Virtual only, United States

Persistent ARVD/C-like Electrophysiology Following Successful Excision of a Right Atrial Myxoma

Primary cardiac tumors are rare, with a prevalence of about 0.001-0.03% in autopsy series and myxomas constituting the most common subtype. Cardiac myxomas predominantly originate in the left atrium (75%) and, less frequently, the right atrium (15-20%). Although biologically benign, myxomas carry a risk of embolization associated with complications such as strokes, transient ischemic attacks (TIAs), and neurological deficits.

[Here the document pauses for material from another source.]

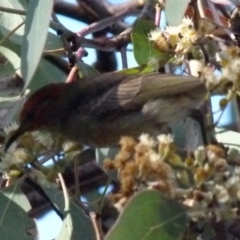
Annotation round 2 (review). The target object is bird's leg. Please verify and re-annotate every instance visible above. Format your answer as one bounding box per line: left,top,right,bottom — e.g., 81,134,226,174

Herein, a 46-year-old female presented with symptoms including dizziness, shortness of breath, and general fatigue. Initial electrocardiogram (ECG) evaluation revealed an inverted T wave in leads aVL and V1, poor R-wave progression (PRWP), nonspecific ST-T wave changes (NSSTTWC), and a right ventricular conduction delay (RVCD) with a primitive epsilon wave in lead V1. A 2D transthoracic echocardiography showed impaired diastolic filling, diminished relaxation, mild left atrium dilation, and a pedunculated mass suggestive of a right atrial myxoma. Cardiothoracic surgery successfully excised the mass weighing 35 grams and measuring 4.7 x 4.5 x 3.5 cm. Histopathological examination confirmed the cardiac myxoma diagnosis and revealed compelling additional findings of multiple dark red hemorrhagic foci and an inflammatory infiltrate, implying an atypical proinflammatory phenotype with potential postoperative complications. Despite successful resection of the myxoma, follow-up ECGs showed persistent inverted T wave morphology in leads aVL and V1, a primitive epsilon wave associated with RVCD, and a right axis deviation, though the NSSTTWC and PRWP patterns resolved. Subsequent echocardiograms noted no structural abnormalities, ruling out remnant intracavitary masses or atrial appendage thrombosis. These persistent electrophysiological abnormalities suggest underlying structural or conduction system abnormalities resembling a pseudo-arrhythmogenic right ventricular dysplasia/cardiomyopathy (ARVD/C) constellation. The mechanism(s) remains in question; however, genetic predisposition, mild congenital anomalies, and/or inflammation-induced fibrotic changes might have contributed to altered electrical conduction. In conclusion, our case highlights the complexity of cardiac myxoma presentations, offers insights into persistent conduction abnormalities, and suggests immunophenotyping to predict postoperative recovery while facilitating targeted therapies.